Personal experience is real data, but it's one data point. Treating "it hasn't happened to me" as proof that a widespread problem doesn't exist shuts down the conversation without engaging with the evidence. It's tempting because lived experience feels more concrete than statistics, and nobody wants to believe something they use, and like, has problems. But it puts the other person in an impossible position: they can't argue with your experience, and you haven't addressed theirs.

The Better Move

Share your experience without using it as a verdict. "That hasn't been my experience, but I'm curious what setup you're on" keeps the door open. Your anecdote and their data can coexist, and the interesting question is usually why the experiences differ.

Why It's Better

Turns a dead end into a useful comparison. Different experiences with the same thing often point to the real answer: maybe it's a platform issue, a configuration difference, or a use-case gap. You only find that out if both sides stay in the conversation.


Examples

OP: "Studies show that open-plan offices reduce face-to-face collaboration by about 70%."
Antipattern: "I work in an open office and our team collaborates all the time. Sounds like a culture problem, not an office problem."
Better: "Interesting. Our open office feels pretty collaborative, but we're a small team. I wonder if the effect scales with company size."

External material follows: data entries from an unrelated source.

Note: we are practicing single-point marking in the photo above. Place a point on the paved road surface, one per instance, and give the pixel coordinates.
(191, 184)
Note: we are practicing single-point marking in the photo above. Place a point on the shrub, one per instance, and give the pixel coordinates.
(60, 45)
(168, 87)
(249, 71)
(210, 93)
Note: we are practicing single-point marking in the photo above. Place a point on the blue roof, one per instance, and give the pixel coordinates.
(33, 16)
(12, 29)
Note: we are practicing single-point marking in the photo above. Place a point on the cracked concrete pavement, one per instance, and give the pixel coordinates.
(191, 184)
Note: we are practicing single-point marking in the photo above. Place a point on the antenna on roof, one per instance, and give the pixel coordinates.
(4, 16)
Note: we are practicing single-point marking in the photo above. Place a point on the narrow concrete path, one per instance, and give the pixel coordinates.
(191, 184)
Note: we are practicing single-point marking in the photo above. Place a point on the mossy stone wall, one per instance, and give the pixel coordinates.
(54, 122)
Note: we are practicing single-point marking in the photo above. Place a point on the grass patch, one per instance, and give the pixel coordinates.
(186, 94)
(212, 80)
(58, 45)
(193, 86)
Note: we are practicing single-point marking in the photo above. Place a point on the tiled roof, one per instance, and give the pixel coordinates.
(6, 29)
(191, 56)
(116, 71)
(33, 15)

OP: "A lot of users are reporting that the latest update kills battery life on older devices."
Antipattern: "My phone is three years old and battery is fine after the update. People just need to manage their background apps."
Better: "Mine seems okay so far, but I'm on a different model. Are the reports concentrated on specific hardware?"

OP: "Research suggests that code reviews catch significantly more bugs than automated testing alone."
Antipattern: "I've shipped production code for 15 years and our test suite catches everything. Code reviews are a waste of time."
Better: "Our test coverage is pretty good and catches most things, but we've also had reviews catch design issues that tests wouldn't. Probably depends on what you're measuring."